Comecemos pelo indicado crime de falsificação de documentos p. e p. pelo art. 256º do C.P., alegadamente perpetrado pelo arguido pelo facto de ter falsificado ou mandado falsificar as assinaturas de D.......... nos documentos de fls. 86 e 172.

Examinados os autos, verifica-se que os documentos de fls. 86 e 172 são apenas plantas topográficas.

Importa desde logo ter presente o que deve considerar-se por documento para efeitos penais.

O conceito de documento - elemento normativo do tipo de ilícito objectivo, é dado pelo art. 255º do C.P.: "Para efeito do disposto no presente capítulo considera-se: a) Documento: a declaração corporizada em escrito, (...) inteligível para a generalidade das pessoas ou para um certo círculo de pessoas, que, permitindo reconhecer o emitente, é idónea para provar facto juridicamente relevante, quer tal destino lhe seja dado no momento da sua emissão quer posteriormente; (...)".

Isto porque, como salienta Helena Moniz[Comentário Conimbricense do Código Penal, Parte Especial, Tomo II, pág. 666] "(...) A noção de documento aqui apresentada veio de forma eficaz delimitar o campo de ilicitude; (...) de acordo com esta noção já não integra o tipo qualquer falsificação de uma declaração, mas apenas a falsificação de uma declaração idónea a provar um facto juridicamente relevante. (...).

O bem jurídico protegido do crime de falsificação de documentos é o da segurança e credibilidade no tráfico jurídico probatório no que respeita à prova documental" - sublinhado nosso.

Uma coisa deve desde já ficar assente: é a de que não integra o tipo do crime de falsificação de documento qualquer falsificação de uma declaração, mas apenas a falsificação de uma declaração idónea a provar um facto juridicamente relevante.

Segundo Ebermayer citado por Helena Moniz in "O Crime de Falsificação de Documentos", pág. 167, "um facto é juridicamente relevante quando, isolado ou conjuntamente com outros factos origina o nascimento, manutenção, transformação ou extinção de um qualquer direito ou relação jurídica de natureza pública ou privada".

Documento é pois a declaração de um pensamento humano que deverá estar corporizada num suporte.

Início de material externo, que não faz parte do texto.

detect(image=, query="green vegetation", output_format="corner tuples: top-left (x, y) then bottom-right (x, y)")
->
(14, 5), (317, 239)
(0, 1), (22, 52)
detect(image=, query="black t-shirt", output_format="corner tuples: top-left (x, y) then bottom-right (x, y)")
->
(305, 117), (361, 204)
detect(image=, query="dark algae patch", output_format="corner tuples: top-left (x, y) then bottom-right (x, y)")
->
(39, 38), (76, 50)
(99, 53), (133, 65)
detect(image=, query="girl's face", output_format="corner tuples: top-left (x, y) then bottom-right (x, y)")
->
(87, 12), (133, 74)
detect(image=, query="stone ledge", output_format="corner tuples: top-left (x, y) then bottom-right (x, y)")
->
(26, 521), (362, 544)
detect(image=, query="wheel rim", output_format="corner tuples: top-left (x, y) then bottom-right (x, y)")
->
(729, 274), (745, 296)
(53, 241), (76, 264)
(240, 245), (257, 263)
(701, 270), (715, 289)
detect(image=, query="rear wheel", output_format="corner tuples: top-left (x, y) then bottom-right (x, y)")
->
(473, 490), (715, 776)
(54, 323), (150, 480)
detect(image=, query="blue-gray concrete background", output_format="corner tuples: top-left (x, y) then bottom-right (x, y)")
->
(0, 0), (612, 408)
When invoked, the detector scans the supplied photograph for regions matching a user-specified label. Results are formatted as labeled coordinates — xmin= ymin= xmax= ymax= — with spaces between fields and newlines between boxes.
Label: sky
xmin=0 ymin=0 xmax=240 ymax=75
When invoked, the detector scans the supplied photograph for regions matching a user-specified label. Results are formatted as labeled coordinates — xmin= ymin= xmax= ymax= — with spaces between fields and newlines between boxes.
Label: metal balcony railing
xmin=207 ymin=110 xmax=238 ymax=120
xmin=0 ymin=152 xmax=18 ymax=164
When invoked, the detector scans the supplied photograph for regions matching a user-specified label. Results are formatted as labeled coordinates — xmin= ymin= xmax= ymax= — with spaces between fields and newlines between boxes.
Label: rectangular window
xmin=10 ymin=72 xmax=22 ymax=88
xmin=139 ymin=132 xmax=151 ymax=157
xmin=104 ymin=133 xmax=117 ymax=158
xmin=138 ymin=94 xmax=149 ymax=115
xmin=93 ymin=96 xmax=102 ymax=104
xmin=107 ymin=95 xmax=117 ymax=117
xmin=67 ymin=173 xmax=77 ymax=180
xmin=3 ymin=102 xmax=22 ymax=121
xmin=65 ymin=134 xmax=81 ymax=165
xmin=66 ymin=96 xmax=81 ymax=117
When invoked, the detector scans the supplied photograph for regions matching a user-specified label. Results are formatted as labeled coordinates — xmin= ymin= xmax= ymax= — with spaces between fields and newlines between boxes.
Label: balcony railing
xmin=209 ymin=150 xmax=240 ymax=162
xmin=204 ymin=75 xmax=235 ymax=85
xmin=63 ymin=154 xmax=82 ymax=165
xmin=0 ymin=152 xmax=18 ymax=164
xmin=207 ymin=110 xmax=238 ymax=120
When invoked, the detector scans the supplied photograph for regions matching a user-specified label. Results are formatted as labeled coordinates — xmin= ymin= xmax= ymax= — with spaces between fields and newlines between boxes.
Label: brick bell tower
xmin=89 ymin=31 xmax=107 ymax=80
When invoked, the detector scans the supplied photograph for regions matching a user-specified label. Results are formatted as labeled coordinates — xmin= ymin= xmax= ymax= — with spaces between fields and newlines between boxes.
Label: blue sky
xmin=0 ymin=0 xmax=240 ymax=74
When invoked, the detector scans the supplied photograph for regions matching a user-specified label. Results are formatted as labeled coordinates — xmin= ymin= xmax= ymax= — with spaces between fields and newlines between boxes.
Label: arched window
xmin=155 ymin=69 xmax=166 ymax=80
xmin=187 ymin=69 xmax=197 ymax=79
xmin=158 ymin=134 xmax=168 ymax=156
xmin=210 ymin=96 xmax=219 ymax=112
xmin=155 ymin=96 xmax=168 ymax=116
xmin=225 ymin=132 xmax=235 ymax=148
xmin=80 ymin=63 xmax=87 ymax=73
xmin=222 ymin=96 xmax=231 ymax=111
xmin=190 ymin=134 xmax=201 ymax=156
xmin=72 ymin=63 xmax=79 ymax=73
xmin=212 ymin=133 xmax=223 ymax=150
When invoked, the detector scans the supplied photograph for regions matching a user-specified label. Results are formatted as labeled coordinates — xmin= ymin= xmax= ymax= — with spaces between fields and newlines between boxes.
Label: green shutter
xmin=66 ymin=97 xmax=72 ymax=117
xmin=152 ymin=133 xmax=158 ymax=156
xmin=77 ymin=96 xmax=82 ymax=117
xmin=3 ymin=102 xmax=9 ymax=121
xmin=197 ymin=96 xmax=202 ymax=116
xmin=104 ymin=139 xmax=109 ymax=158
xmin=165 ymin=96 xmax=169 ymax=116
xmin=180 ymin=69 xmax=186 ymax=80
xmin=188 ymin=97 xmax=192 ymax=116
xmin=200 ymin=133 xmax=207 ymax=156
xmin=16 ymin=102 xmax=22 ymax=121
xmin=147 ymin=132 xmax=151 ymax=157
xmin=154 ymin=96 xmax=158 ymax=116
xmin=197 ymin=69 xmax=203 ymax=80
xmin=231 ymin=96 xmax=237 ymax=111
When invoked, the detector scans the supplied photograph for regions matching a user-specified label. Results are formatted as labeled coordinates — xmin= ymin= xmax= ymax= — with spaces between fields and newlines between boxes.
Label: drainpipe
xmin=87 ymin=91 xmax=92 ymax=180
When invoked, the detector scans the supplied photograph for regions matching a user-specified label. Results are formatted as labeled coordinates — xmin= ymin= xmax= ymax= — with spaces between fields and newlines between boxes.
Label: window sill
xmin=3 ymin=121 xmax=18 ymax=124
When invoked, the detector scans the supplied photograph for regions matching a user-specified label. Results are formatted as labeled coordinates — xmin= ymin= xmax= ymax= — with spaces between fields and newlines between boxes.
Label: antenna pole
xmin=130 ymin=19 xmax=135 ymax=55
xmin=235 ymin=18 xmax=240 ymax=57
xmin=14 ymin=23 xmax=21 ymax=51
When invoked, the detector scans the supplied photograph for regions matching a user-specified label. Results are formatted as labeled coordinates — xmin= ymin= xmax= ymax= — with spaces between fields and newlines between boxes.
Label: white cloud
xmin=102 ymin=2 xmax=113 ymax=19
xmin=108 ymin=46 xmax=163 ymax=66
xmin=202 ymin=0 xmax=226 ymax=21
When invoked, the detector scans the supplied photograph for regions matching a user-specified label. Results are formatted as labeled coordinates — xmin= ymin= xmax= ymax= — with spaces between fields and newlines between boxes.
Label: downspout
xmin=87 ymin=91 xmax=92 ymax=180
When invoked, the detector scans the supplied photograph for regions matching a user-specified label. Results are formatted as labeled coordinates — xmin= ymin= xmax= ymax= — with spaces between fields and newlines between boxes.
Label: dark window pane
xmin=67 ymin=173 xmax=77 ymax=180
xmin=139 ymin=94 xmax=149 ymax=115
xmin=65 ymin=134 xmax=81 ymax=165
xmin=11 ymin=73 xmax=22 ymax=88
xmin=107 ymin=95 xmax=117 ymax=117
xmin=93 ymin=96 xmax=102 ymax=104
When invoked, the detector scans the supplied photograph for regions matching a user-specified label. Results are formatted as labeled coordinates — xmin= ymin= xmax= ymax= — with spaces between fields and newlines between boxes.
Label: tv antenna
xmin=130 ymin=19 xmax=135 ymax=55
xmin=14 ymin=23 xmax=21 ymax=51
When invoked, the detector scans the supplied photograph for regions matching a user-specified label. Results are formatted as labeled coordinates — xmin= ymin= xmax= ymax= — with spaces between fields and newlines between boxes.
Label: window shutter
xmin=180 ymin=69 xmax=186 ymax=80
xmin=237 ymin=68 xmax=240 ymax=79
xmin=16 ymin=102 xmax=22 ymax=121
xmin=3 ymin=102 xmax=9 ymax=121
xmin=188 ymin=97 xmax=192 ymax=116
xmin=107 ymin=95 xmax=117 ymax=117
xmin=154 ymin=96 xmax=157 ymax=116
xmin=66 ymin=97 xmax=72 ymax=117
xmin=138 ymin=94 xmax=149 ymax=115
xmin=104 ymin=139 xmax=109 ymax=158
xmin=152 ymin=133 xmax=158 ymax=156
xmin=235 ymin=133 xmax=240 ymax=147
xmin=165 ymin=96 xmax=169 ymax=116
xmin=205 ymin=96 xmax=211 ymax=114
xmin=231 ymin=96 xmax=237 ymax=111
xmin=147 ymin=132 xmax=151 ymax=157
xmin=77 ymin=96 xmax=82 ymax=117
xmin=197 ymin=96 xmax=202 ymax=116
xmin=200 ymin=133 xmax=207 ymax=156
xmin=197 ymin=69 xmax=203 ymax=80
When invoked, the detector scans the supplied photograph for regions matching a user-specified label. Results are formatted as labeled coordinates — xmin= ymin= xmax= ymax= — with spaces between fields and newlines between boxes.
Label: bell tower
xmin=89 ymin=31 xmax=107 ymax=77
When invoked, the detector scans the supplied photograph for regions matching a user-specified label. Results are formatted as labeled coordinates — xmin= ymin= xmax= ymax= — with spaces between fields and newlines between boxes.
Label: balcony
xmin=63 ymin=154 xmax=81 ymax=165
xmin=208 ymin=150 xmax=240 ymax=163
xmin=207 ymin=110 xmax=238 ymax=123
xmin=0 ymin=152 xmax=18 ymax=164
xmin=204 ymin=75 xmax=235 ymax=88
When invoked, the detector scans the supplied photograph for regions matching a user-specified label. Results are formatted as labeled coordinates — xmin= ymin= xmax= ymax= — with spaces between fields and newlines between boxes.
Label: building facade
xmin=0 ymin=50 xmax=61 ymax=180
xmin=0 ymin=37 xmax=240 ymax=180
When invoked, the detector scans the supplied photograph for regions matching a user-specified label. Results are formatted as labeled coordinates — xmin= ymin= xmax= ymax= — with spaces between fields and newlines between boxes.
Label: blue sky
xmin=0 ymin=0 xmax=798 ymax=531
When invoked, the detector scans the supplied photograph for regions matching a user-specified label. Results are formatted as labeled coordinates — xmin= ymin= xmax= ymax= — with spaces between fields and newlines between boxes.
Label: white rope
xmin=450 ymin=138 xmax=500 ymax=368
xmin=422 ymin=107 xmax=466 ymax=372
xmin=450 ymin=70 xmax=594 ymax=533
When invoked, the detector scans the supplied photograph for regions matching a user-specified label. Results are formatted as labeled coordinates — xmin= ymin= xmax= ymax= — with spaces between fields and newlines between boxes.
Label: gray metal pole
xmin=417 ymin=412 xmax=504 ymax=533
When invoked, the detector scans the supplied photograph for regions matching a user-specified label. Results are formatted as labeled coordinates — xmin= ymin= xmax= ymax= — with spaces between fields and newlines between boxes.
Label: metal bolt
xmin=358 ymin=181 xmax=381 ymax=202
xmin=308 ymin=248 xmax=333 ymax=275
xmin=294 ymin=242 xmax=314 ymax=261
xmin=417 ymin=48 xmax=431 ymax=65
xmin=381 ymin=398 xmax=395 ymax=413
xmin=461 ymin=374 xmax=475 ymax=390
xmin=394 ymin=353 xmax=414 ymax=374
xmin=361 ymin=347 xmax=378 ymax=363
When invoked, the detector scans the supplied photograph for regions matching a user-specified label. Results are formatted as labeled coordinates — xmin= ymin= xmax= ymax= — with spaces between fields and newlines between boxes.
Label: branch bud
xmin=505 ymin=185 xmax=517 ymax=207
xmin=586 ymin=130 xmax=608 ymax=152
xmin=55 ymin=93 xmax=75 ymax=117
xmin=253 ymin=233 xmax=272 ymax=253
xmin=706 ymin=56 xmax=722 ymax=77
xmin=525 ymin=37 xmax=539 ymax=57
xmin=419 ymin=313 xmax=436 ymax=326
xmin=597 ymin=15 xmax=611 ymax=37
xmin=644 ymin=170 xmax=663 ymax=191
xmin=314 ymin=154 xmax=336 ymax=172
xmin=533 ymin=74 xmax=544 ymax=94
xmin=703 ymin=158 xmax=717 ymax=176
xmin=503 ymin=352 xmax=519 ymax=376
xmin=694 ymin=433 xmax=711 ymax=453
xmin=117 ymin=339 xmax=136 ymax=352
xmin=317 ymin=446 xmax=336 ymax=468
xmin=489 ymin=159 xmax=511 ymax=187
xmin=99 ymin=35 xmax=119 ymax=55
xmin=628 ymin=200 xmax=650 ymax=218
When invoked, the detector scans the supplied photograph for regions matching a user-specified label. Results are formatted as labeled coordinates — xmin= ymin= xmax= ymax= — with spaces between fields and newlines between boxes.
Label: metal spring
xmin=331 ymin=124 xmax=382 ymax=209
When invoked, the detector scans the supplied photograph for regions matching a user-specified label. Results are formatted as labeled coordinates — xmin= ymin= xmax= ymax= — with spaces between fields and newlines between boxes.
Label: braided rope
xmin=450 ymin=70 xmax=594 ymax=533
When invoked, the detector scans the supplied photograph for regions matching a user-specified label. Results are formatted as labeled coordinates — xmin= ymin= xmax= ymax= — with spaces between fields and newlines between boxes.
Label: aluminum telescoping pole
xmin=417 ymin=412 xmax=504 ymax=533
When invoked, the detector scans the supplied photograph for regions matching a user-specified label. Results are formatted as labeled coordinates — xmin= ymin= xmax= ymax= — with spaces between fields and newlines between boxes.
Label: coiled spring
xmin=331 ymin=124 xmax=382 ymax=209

Enquanto objecto material de um crime de falsificação de documentos, o documento é a própria declaração, independentemente do material onde está corporizada, como representação de um pensamento humano. O que permite integrar na noção de documento não só o documento autêntico ou autenticado do direito civil, com força probatória plena, mas qualquer outro que integre uma declaração idónea a provar facto juridicamente relevante [Cfr. Ac. da R.P. de 19/6/2001 publicado na C.J. Ano XXVI, Tomo III, pág. 153].

No caso dos autos, na factualidade descrita pela assistente, verifica-se não estarem descritos todos os elementos objectivos do tipo.

Desde logo, falta-lhe o elemento normativo do tipo de ilícito objectivo: o documento no sentido definido pelo art. 255º a) do Cód. Penal.

Na verdade, uma planta topográfica de um terreno, alegadamente assinada falsamente pelo ou a mando do arguido com o nome do falecido D.......... (caso de fraude na identificação, é certo, dado a assinatura constituir elemento idóneo para provar o facto juridicamente relevante da autoria daquele documento), não cabe no conceito de documento do art. 255º a) do C.P. porque uma planta topográfica não é objectivamente apta para constituir, modificar ou extinguir quaisquer direitos ou relações jurídicas seja do arguido seja da assistente ("idóneo para provar facto juridicamente relevante", com o significado atrás exposto).

Uma planta topográfica de um terreno...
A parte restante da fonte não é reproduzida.